South Africa
South Africa is in financial trouble

The Minister of Finance, Malusi Gigaba’s, “maiden” medium-term budget policy statement exposes the full horror of President Jacob Zuma’s catastrophic management of the economy in South Africa.

The Rand immediately plummeted to R 14.10 to the dollar, its lowest level this year.

Economic growth has slowed and the February projection of 1.3 % has been lowered to 0.7 %, still higher than the 0.5 % recently projected by the International Monetary Fund. Economic growth is expected to recover slowly, reaching 1.9 % in 2020.

The minister’s medium-term budget policy statement reveals a full-scale budget “blow out” with:

  • a massive revenue shortfall of R 50. 8 billion, which is the largest revenue shortfall since the global financial crisis;
  • a breach of the expenditure ceiling by R 3.9 billion, which was in part caused by the R 10 billion bailout of South African Airways, and which had to be offset mainly by using the contingency reserve (R 6 billion), projected underspending (R 3 billion), and selling the family silver, in the form of shares in Telkom shares (R 3.9 billion); and
  • an increase in the budget deficit by R 54 billion to R 203 billion, or 4.3% of GDP in 2017/18.
  • The budget  results in an increase in national debt of R 67.9 billion to R 2.3 trillion, or 54.2% of GDP and an increase in debt service costs of R 900 million to R 163.3 billion, in 2017/18.

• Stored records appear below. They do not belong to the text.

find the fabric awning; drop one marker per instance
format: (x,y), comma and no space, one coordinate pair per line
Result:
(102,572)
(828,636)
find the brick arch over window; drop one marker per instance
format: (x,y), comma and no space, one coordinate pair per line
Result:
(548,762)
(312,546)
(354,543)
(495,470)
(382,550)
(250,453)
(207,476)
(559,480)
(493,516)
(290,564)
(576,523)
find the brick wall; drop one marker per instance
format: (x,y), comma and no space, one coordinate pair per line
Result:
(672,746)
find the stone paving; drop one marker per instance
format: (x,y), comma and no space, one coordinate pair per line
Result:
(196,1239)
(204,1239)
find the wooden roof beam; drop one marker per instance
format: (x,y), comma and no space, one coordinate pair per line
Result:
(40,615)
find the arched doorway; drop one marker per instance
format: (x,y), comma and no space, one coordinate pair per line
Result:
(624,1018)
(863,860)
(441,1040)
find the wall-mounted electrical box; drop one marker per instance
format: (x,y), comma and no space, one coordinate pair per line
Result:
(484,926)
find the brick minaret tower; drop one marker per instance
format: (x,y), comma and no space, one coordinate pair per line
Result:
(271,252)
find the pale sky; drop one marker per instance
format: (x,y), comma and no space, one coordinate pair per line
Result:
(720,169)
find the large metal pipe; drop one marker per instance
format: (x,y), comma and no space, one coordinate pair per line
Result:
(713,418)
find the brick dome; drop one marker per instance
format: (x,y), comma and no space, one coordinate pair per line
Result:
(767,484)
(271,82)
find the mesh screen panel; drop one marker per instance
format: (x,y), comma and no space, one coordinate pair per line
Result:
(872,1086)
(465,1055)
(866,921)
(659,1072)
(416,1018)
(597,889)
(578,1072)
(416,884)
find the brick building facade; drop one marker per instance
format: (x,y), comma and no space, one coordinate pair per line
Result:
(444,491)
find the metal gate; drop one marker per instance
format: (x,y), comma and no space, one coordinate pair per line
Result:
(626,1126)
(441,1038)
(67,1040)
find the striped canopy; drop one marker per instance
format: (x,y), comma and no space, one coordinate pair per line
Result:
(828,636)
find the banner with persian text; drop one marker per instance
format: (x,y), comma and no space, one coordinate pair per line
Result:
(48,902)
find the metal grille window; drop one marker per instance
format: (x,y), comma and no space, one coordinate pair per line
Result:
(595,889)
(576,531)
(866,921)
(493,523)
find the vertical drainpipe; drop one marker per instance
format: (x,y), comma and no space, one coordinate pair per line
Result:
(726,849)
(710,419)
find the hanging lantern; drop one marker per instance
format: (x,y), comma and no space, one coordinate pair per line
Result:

The budget “blow out” ricochet’s through the medium term pushing national debt to R 3.4 trillion, or 59.7% of GDP, in 2020/21.

Gigaba’s maiden Medium-term Budget Policy Statement was delayed when the EFF disrupted proceedings. Gigaba started his speech after the opposition party left the house.

The rand was trading at R 13.74 against the greenback just before the proceeding in Parliament started.